All the fishing charters are filled for days in advance.  The fish are running strong now.  Hundreds of large red salmon (sockeye) are being brought in everyday.  We stopped at the dock and bought ourselves a nice fresh salmon fillet for dinner.  We would like to go out on a boat but we have a very small freezer and can't put much in it.  We are saving the space for halibut fishing in Homer.  I made a reservation for us on the 20th.  We figure we can pack 40 to 50 pounds of fish in our freezer.  We will take it to a packing house where they vacuum pack it and flash freeze it for you.  If we have more than we can take, they will ship it home for you but it is very expensive to do that.  Fresh halibut sells for $24.95 per pound at the dock.  No wonder we don't see it in the fish market at home.

Fishing is not a pastime to Alaskans.  They are stocking up on the bounty this land provides.  Residents have special privileges nonresidents don't have.  They have personal use and subsistence fishing rules that grants them special methods and limits so they can stock up their home freezers.  Our neighbors are from Anchorage.  They are headed up to the mouth of the Kenai River to dip net salmon.  They are allowed 35 salmon for the primary fisherman and 10 salmon for each family member.  The salmon are so think they can just dip them out of the water, filling their limit in no time.  Nonresidents are welcome to observie.  We may go there just to watch.
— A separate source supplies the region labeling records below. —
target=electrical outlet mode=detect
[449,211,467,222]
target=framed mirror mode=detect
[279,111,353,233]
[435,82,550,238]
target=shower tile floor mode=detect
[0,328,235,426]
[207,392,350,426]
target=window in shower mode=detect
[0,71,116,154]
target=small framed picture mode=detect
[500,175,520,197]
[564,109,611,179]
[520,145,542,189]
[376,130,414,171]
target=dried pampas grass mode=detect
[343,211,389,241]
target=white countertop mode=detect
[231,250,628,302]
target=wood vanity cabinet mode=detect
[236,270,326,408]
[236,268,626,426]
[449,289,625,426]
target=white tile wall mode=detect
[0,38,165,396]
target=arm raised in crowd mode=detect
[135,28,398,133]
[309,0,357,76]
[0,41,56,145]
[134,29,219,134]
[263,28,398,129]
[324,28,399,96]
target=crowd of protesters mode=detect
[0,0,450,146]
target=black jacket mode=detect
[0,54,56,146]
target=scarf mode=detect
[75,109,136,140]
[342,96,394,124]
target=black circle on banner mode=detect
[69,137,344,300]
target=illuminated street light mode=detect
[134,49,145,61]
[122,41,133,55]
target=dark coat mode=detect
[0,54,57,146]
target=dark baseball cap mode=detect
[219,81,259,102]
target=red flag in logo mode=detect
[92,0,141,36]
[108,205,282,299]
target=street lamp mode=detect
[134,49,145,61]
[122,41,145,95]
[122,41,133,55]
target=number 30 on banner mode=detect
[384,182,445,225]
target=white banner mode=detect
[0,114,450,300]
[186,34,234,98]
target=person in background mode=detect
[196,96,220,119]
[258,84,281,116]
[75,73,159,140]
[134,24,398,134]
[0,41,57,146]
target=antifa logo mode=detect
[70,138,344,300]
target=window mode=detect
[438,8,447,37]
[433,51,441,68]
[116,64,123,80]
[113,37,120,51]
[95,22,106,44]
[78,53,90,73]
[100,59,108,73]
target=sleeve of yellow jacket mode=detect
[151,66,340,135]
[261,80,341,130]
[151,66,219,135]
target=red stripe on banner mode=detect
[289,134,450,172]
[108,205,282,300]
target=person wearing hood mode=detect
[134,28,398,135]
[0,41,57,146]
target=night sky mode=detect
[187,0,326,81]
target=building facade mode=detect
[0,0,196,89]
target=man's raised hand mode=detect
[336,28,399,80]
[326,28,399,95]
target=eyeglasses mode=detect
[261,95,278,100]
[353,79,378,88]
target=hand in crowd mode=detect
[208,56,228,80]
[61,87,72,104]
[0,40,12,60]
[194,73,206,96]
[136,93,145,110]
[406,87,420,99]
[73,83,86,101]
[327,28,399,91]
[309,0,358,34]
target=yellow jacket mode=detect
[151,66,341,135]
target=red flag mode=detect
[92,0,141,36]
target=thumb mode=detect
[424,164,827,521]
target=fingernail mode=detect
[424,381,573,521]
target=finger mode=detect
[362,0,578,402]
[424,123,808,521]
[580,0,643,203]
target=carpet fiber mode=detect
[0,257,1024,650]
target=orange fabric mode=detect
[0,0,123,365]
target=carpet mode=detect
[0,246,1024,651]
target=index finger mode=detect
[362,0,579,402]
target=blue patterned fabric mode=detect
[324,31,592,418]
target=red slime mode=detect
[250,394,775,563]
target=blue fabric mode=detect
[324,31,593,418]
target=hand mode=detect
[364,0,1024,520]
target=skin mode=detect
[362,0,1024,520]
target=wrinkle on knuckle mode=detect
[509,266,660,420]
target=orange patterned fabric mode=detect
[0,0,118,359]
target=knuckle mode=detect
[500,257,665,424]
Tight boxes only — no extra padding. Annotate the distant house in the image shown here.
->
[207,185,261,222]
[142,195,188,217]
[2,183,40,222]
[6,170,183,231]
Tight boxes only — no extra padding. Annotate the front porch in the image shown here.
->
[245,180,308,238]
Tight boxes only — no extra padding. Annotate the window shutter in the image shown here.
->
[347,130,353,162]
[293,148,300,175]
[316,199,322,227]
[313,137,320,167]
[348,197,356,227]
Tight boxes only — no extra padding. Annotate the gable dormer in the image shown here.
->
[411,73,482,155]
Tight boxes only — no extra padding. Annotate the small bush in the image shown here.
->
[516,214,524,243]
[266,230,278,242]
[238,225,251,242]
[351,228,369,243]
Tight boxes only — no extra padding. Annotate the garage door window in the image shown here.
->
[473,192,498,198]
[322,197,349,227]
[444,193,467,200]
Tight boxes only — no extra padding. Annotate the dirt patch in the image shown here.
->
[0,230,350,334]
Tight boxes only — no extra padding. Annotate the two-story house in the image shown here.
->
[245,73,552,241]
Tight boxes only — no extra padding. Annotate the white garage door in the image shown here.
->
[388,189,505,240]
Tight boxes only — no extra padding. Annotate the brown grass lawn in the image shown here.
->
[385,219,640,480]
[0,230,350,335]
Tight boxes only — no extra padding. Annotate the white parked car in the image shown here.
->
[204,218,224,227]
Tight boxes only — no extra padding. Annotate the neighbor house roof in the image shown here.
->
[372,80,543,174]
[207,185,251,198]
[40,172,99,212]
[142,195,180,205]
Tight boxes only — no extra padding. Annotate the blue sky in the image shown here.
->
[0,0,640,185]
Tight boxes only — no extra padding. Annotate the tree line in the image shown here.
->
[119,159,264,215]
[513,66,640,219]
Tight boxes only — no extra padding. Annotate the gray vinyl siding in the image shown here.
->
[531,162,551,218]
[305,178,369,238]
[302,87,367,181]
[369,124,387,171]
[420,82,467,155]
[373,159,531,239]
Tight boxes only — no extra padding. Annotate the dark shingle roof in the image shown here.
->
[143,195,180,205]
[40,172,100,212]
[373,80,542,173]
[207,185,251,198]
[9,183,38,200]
Tomorrow we will leave this beautiful place and head towards Soldotna.  The red salmon run has begun up there on the Kenai and Russian rivers.  We will go observe some "combat fishing" as it is called here.  I don't know if I will get in on it or not.  They tell me many people are impaled with fishhooks every year.
Elbow to elbow fishing doesn't sound like a good time to me.  But we will see.  If the fish are running fast and furious and people are pulling in their limits, I just might venture into the waters.